An economy challenge uncovers another of the Volkswagen Passat’s talents, writes Dejan Jovanovic.
There’s good news this week, and more good news. We’ll start with the good news. The Volkswagen Passat is currently available in a sales promotion starting from Dh83,000, so if you want your very own wheels Coty contender and winner of the best mid-size saloon of 2012 award, you’re in luck.

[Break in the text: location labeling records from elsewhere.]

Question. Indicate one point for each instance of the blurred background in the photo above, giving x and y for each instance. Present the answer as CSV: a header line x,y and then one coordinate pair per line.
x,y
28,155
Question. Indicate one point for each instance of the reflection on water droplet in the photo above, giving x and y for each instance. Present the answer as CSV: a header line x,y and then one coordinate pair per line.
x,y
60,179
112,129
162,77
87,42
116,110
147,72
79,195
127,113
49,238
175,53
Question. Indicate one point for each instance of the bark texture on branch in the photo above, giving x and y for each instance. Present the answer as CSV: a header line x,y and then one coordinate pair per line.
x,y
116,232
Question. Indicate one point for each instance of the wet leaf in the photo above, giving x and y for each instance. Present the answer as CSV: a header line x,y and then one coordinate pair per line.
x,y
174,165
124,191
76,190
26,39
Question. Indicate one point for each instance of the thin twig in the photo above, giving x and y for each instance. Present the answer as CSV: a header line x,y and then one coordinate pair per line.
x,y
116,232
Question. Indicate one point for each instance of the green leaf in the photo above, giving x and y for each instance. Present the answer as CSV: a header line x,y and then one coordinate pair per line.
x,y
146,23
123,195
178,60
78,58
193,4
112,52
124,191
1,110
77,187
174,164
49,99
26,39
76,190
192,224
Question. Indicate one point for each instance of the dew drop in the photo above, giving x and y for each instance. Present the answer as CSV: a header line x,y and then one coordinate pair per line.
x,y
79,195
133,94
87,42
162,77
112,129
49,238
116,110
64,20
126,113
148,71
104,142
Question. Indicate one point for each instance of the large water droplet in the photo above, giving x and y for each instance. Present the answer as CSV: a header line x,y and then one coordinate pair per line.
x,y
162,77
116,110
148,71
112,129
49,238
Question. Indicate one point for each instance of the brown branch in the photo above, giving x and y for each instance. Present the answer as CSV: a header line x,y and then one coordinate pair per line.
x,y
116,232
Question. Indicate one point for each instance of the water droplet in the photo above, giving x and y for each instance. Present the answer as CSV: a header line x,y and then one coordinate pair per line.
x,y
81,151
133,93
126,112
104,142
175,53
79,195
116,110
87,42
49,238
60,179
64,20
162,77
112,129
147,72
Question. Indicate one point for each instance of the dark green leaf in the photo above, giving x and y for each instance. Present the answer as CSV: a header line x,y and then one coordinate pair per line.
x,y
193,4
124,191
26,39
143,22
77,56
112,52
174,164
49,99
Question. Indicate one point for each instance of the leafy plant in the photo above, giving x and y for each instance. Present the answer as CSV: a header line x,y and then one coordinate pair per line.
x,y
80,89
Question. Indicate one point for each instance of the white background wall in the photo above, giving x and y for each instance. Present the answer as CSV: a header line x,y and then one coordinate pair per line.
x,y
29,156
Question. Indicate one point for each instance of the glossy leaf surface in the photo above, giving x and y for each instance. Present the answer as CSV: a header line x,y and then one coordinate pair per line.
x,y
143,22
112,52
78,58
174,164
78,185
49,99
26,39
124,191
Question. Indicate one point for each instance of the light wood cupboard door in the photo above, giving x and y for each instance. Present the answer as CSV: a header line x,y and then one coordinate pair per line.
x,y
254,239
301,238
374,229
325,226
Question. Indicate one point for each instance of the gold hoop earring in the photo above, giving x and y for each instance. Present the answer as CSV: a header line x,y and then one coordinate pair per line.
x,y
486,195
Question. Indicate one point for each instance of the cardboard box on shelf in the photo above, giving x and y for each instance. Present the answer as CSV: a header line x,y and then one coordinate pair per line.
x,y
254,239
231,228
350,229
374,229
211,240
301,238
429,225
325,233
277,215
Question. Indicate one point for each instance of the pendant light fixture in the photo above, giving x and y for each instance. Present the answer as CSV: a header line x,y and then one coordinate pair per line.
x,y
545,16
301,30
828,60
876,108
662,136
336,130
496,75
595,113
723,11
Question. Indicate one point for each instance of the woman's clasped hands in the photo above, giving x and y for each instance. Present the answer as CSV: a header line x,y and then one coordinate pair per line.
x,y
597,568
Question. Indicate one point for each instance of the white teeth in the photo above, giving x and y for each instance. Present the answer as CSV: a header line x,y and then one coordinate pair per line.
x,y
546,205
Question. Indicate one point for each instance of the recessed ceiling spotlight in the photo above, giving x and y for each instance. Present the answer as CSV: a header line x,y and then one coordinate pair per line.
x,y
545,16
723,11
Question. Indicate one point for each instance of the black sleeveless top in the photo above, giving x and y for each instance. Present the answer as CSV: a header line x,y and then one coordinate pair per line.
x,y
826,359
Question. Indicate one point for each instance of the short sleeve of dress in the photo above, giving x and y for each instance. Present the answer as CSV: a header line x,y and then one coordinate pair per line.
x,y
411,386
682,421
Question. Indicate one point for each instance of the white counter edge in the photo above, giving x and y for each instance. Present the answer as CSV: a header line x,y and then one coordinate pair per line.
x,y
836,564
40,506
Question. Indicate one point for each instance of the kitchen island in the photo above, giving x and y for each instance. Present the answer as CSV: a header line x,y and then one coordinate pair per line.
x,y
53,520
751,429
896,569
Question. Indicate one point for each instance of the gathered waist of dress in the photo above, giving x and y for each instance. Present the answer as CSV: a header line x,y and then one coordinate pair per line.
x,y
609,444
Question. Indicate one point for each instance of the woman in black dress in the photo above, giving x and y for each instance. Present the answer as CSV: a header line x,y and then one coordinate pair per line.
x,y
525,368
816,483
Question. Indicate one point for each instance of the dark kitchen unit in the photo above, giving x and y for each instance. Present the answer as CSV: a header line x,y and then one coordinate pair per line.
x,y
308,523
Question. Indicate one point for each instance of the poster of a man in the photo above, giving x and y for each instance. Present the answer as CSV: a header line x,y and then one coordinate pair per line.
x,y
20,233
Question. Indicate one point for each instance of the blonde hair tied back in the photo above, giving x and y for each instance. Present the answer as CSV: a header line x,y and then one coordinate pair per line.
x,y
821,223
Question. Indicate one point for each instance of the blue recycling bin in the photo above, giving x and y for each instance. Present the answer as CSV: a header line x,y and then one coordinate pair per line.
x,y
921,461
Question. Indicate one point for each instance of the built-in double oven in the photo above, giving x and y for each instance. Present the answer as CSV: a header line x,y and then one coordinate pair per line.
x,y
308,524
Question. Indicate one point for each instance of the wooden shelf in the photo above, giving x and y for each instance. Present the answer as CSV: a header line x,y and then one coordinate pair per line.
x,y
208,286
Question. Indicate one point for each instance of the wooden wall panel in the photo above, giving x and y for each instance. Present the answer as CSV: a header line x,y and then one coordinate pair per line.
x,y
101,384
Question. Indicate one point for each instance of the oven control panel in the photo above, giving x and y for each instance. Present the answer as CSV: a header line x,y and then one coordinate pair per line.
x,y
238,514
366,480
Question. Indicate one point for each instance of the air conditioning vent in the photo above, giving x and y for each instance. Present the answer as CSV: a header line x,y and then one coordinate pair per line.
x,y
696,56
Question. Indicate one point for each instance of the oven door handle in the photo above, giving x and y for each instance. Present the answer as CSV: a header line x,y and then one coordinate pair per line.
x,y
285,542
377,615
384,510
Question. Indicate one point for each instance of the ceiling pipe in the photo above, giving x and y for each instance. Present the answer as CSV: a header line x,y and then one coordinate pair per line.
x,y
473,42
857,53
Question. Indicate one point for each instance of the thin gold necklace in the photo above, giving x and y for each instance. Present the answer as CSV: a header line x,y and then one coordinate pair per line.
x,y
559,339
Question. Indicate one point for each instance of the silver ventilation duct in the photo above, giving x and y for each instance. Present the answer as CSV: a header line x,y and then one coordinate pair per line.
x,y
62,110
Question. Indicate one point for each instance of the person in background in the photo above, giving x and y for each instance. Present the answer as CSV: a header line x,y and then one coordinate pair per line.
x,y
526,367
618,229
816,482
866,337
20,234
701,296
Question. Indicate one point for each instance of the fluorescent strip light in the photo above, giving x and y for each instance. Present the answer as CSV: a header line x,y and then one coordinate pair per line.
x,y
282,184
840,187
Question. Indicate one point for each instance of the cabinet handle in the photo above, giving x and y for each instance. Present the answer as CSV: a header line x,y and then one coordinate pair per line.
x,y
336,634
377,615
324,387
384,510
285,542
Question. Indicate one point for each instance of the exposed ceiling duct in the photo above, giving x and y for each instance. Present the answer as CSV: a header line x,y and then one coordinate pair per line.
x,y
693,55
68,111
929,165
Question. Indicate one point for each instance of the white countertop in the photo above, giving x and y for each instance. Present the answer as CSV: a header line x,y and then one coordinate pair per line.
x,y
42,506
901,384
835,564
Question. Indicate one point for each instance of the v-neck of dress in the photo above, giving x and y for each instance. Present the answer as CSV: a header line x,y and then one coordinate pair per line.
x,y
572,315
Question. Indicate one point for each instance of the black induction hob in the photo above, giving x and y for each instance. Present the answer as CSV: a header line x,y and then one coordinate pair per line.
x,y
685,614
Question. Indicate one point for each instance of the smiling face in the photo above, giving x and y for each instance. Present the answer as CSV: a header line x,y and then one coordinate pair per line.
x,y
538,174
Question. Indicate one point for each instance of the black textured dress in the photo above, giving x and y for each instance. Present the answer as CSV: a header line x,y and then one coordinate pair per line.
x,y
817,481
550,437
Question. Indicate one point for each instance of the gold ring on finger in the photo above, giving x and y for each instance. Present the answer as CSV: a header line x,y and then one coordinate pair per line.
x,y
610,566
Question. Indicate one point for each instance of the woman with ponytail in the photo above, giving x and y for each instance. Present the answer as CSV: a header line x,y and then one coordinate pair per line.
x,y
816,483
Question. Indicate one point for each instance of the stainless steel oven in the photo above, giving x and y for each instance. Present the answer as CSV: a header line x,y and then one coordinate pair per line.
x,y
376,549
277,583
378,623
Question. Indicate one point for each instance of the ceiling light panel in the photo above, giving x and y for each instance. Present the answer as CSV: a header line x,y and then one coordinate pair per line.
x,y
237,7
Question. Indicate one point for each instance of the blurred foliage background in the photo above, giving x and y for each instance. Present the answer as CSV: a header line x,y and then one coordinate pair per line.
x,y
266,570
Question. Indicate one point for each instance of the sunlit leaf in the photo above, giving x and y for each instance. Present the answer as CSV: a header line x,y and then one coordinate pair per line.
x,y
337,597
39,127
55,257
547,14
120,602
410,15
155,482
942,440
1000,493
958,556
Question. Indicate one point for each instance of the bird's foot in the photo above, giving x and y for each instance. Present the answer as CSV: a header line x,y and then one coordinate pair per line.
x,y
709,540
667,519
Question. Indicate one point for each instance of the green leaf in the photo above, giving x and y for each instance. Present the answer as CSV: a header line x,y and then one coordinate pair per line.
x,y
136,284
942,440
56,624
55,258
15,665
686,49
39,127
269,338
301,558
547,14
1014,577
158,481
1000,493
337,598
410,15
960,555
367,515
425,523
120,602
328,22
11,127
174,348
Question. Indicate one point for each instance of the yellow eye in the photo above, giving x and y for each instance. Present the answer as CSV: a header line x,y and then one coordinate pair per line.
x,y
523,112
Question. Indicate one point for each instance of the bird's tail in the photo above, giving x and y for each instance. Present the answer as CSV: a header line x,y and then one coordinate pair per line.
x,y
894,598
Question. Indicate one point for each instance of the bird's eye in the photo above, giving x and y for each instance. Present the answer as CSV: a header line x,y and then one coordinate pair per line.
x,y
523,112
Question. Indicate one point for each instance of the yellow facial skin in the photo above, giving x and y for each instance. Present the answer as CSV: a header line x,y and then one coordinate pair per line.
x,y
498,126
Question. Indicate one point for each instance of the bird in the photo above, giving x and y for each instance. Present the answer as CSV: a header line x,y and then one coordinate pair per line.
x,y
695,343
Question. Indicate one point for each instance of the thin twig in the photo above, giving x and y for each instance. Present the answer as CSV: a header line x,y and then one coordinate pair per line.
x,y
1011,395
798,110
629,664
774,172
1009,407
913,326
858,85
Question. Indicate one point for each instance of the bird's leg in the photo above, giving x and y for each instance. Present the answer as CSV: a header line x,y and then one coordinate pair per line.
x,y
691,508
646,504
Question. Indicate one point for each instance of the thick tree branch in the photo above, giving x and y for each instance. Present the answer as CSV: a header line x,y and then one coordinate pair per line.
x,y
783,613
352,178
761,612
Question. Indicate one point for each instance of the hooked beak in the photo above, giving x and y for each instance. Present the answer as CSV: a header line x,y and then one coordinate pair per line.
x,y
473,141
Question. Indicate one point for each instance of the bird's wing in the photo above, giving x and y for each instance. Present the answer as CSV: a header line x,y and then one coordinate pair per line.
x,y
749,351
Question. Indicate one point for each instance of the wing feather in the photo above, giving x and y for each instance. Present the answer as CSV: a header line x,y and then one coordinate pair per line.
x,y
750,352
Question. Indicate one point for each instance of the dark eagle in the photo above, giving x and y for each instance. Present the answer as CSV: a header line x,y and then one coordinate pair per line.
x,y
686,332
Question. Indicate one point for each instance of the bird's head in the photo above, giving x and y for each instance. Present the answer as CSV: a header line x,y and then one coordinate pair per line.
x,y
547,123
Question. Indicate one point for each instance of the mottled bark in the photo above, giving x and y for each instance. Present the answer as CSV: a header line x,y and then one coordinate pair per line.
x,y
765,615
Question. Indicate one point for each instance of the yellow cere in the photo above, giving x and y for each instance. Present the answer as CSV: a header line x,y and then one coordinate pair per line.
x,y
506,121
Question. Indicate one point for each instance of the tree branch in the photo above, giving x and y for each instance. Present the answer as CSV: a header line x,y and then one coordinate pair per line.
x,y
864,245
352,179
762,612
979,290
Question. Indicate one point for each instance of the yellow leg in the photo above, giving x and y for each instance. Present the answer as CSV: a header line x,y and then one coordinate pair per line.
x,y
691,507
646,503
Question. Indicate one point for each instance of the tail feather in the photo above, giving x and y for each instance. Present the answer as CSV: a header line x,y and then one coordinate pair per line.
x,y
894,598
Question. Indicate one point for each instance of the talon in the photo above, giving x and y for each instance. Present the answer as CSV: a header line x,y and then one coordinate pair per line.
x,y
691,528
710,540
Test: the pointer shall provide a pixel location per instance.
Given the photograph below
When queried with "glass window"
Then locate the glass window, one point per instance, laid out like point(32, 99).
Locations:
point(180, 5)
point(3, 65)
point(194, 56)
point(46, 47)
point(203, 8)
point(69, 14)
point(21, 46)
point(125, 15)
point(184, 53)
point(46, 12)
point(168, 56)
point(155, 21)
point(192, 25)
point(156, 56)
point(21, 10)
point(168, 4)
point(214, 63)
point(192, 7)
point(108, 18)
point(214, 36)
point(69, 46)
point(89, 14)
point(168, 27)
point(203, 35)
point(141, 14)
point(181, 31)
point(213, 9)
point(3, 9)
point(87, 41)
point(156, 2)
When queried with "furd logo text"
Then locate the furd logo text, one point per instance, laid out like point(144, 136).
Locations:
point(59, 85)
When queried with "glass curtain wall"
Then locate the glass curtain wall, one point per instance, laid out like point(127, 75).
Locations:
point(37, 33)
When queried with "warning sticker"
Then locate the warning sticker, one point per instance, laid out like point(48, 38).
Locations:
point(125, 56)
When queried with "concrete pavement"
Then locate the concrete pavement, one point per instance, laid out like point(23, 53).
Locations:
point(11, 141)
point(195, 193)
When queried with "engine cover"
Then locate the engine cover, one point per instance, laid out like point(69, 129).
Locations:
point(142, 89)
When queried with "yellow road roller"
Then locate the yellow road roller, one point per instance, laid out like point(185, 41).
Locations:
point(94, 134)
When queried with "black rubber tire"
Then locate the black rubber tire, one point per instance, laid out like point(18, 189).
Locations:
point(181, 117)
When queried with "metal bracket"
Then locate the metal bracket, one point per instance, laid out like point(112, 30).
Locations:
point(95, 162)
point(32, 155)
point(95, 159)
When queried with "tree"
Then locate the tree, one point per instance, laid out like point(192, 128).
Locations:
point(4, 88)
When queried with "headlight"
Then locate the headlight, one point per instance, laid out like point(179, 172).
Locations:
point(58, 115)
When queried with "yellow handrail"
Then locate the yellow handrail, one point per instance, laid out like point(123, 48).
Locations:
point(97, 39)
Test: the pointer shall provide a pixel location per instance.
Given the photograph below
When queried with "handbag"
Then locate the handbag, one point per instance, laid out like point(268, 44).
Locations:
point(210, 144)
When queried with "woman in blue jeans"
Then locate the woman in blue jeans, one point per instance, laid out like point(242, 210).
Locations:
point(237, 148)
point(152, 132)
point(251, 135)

The other good news is that when you have a five-cylinder 2.5-litre engine wheezing out 170bhp that asphyxiates itself every time the rev needle crosses 3,500rpm, helplessly reaching out for a brown paper bag, the upside is that you save yourself a lot of fuel. This is because you won’t find the ear-assault very pleasant as you rev the Passat’s sole engine choice beyond its comfort zone, instead choosing to keep the engine barely over tickover. It helps that at a steady 120kph the Passat rests at around 2,000rpm, and the instant fuel consumption display hovers at about 6.5 litres-per-100km.
That sounded like a challenge to me. How low can that figure go over the course of a week’s worth of commuting? The six-speed automatic gearbox (single clutch, not a DSG) has plenty of ratios and there’s just enough torque (240Nm) to slay the electronics’ kickdown urgency. My daily commute is 9.5km of stop-go traffic mixed with some low-speed trundling along, plus a 15km blast in the fast lane. I’d changed my strategy for the week and moved into the middle or right-most lanes of Shaikh Zayed Road mixing it with the Sunnys and the occasional scything lunatic who lane-carves everything in his sight only to get nowhere no faster.
With painfully slow acceleration and dead-on legal speeds, the Passat’s weekly fuel economy dipped to below six litres, for a day, before sporadic runs to the supermarket levelled that figure off to 6.5 litres-per-100km. An outdated and underpowered engine, sure, but over in the slow lane, I swear you’d never tell.